Cette hypothèse pourrait être confirmée grâce à des prélèvements. Mais le vice-gouverneur de la région de l’Oural a déjà trouvé la parade : s’il reconnaît que du ruthénium est détecté comme partout en Europe, il prétend que sa quantité n’a pu être mesurée faute de compteurs bêta. Mexim Shingarkin, député de la Douma, explique que le ruthénium proviendrait de la destruction d’un satellite de reconnaissance. Tout s’expliquerait donc par une sordide histoire d’espionnage.
Les problèmes répétés de la centrale de Mayak
Les raisons de soupçonner Mayak – et plus particulièrement l’usine 235, où sont retraités les déchets issus des centrales – sont légion. Le matériel y est vétuste ou déficient. Le nouveau four de vitrification devait être mis en service en septembre 2015. Il ne l’a été qu’un an plus tard. La première entreprise qui devait procéder à sa construction ayant fait faillite, le changement de prestataire a généré des imprévus dans la réalisation et les tests.
Du reste, l’accident de 1957 – dont l’existence n’est révélée à l’Ouest qu’en 1976, par le biologiste et dissident Jaurès Medvedev – n’est pas le seul problème grave rencontré sur ce site.
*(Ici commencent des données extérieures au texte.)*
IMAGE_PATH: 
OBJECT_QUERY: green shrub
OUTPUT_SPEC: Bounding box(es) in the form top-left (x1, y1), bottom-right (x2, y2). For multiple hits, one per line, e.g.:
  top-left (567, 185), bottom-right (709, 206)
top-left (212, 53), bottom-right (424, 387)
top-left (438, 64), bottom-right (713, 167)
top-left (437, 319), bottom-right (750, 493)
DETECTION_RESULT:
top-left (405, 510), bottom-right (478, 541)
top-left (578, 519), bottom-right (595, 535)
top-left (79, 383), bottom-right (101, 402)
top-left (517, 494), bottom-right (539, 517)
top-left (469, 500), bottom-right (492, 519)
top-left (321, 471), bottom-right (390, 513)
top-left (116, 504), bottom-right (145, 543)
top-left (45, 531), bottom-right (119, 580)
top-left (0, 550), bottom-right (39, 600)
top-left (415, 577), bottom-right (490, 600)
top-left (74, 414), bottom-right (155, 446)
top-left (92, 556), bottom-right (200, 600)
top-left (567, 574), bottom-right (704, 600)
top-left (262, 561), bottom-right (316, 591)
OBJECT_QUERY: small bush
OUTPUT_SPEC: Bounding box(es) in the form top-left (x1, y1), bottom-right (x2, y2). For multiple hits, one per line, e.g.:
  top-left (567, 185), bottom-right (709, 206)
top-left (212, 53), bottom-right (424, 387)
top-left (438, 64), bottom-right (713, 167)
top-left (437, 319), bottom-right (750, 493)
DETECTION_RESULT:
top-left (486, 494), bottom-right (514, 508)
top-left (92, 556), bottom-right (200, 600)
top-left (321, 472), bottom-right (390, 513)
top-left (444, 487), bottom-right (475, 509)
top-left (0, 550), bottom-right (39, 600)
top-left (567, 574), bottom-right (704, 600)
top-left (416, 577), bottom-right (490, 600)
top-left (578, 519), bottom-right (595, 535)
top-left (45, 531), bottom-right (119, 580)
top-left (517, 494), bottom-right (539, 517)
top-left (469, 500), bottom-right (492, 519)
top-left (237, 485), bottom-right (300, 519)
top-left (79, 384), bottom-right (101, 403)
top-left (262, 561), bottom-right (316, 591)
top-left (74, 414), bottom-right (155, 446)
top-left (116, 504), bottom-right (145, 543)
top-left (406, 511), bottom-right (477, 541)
Entre 1949 et 1952 déjà, des déchets nucléaires ont été déversés dans la rivière Techa. Ce qui se reproduira à nouveau en 2005. En 2007, l’usine de retraitement a aussi connu une avarie qui a produit une contamination.
Une faible implication des politiques européens
Ce n’est que par l’association de Nadezhda Kutepova, baptisée « Planète des espoirs », que cette dernière affaire est révélée. Huit ans plus tard, ce même organisme est parvenu à repousser l’accusation qui lui est faite par le régime russe d’être un « agent de l’étranger ». Désormais, le pouvoir russe change de tactique en s’en prenant directement à la fondatrice. Celle-ci se voit accuser au journal télévisé d’espionnage industriel. Sa maison est filmée, et son adresse révélée aux téléspectateurs. Elle suit alors le conseil de la Fédération internationale des droits de l’Homme (FIDH). Elle quitte la Russie courant juillet avec ses trois enfants encore mineurs.
Deux ans plus tard, son expertise est appréciée en France et en Europe. Concernant l’incident de septembre, elle déplore le peu d’implication des politiques européens. En France, seule l’eurodéputée écologiste Michèle Rivasi, cofondatrice de la Criirad (Commission de recherche et d’information indépendantes sur la radioactivité) semble avoir mesuré la gravité des événements passés sous le silence hostile des autorités russes. Deux autres parlementaires européens, l’Allemande Rebecca Harms et le Hongrois Jávor Benedek, tous deux membres du groupe écologiste, se sont joints à ses questionnements.
Nécessité d’une commission d’enquête internationale
Nadezdha Kutepova voudrait aller plus loin : « Il faut créer un groupe d’enquête international sur le site de Mayak, par exemple dans le cadre du Parlement européen, avec la participation de personnalités et de spécialistes indépendants. » Il n’y a pour l’instant aucun suivi extérieur de la centrale de Mayak, qui se contrôle « elle-même ». Jean-Claude Zerbib développe un plaidoyer très semblable : « Il ne faut pas s’attendre à une aide russe aujourd’hui. L’information ne pourra provenir que d’associations qui pourront aller faire des prélèvements et les remettre à des laboratoires indépendants qui les mesureront. »
Si les conséquences locales ne sont pas à négliger, les effets auraient pu être infiniment plus graves à une plus large échelle. Or il ne semble pas qu’il y ait plus de transparence aujourd’hui en Russie qu’en 1984, du temps de Tchernobyl. Seul Greenpeace a pu communiquer en Russie sur les déboires du « phare » – la traduction de « mayak » en français. Cette dénomination pour le moins curieuse quand on connaît le passé du lieu s’équilibre avec une autre, qui donne en revanche le sens de cette histoire : « ruthénium », en latin, signifie « relatif à la Russie ».